A solver that uses snakelog.

Snakelog is a lightweight Datalog engine that uses SQLite as a backend, for more details see this blog post.

While Snakelog is only supports a limited subset of Datalog, it has the advantage of being fast and requiring no additional dependencies. It is well suited for simple traversal-style logic programming problems, such as the one below.

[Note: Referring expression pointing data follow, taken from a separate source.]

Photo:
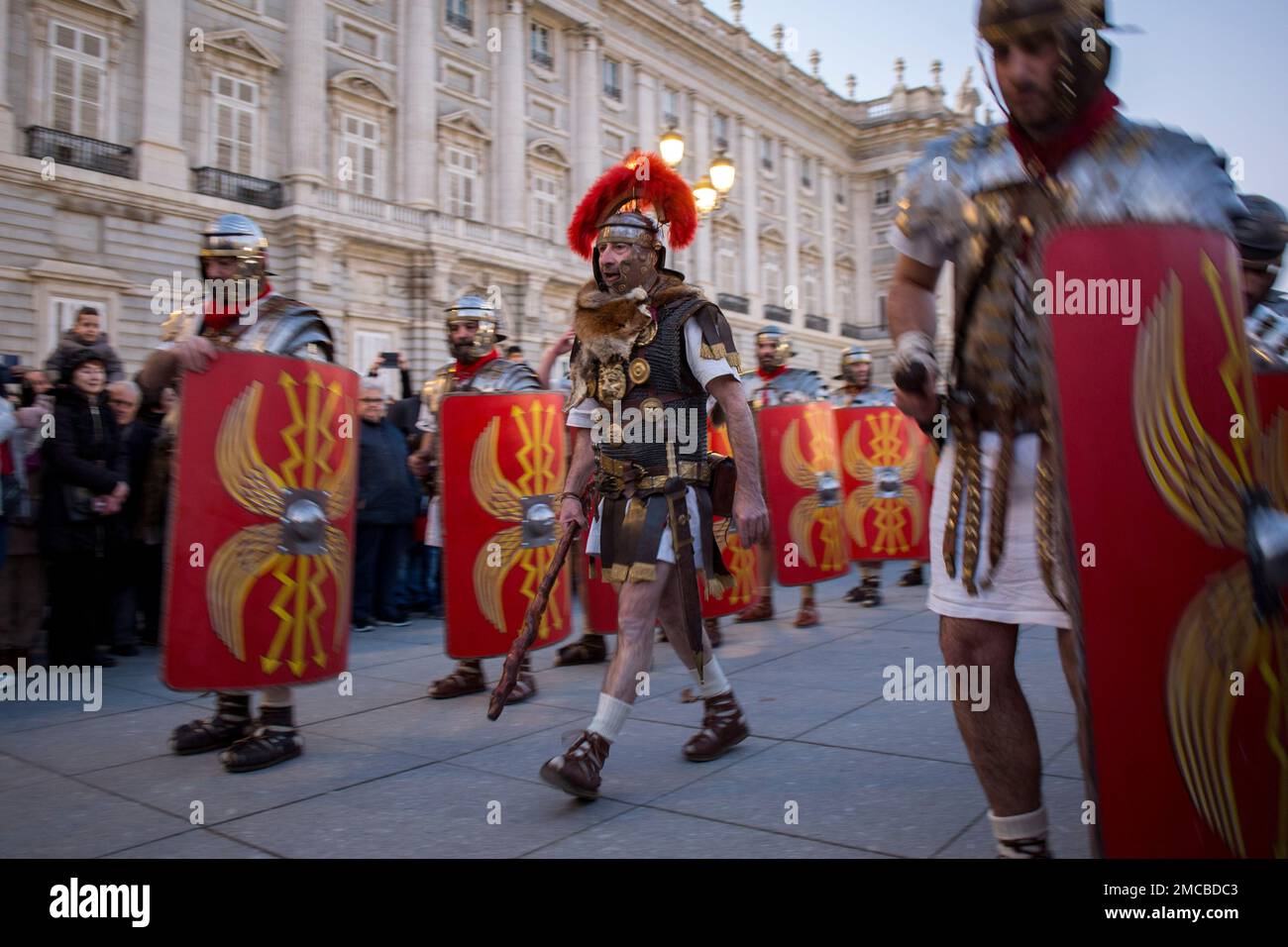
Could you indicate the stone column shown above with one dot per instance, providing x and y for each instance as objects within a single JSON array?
[
  {"x": 746, "y": 183},
  {"x": 861, "y": 200},
  {"x": 160, "y": 150},
  {"x": 305, "y": 93},
  {"x": 645, "y": 84},
  {"x": 510, "y": 208},
  {"x": 791, "y": 213},
  {"x": 699, "y": 142},
  {"x": 7, "y": 131},
  {"x": 584, "y": 46},
  {"x": 417, "y": 110},
  {"x": 827, "y": 183}
]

>>> from typedlogic.integrations.frameworks.pydantic import FactBaseModel
>>> from typedlogic import Implies, And, Variable
>>> class AncestorOf(FactBaseModel):
...     ancestor: str
...     descendant: str
>>> class ParentOf(FactBaseModel):
...     parent: str
...     child: str
>>> solver = SnakeLogSolver(strict=True)
 >>> from typedlogic import SentenceGroup, PredicateDefinition
>>> solver.add_predicate_definition(PredicateDefinition(predicate="AncestorOf", arguments={'ancestor': str, 'descendant': str}))
>>> solver.add_predicate_definition(PredicateDefinition(predicate="ParentOf", arguments={'parent': str, 'child': str}))
>>> solver.add_fact(ParentOf(parent='p1', child='p1a'))
>>> solver.add_fact(ParentOf(parent='p1a', child='p1aa'))
>>> X = Variable("X")
>>> Y = Variable("Y")
>>> Z = Variable("Z")
>>> solver.add_sentence(Implies(Term(ParentOf.__name__, X, Y), Term(AncestorOf.__name__, X, Y)))
>>> solver.add_sentence(Implies(And(Term(AncestorOf.__name__, X, Z),
...                                 Term(AncestorOf.__name__, Z, Y)),
...                             Term(AncestorOf.__name__, X, Y)))
>>> model = solver.model()
>>> facts = [str(f) for f in model.ground_terms]
>>> for f in sorted(facts):
...     print(f)
AncestorOf(p1, p1a)
AncestorOf(p1, p1aa)
AncestorOf(p1a, p1aa)
ParentOf(p1, p1a)
ParentOf(p1a, p1aa)

This solver does not implement the open-world assumption.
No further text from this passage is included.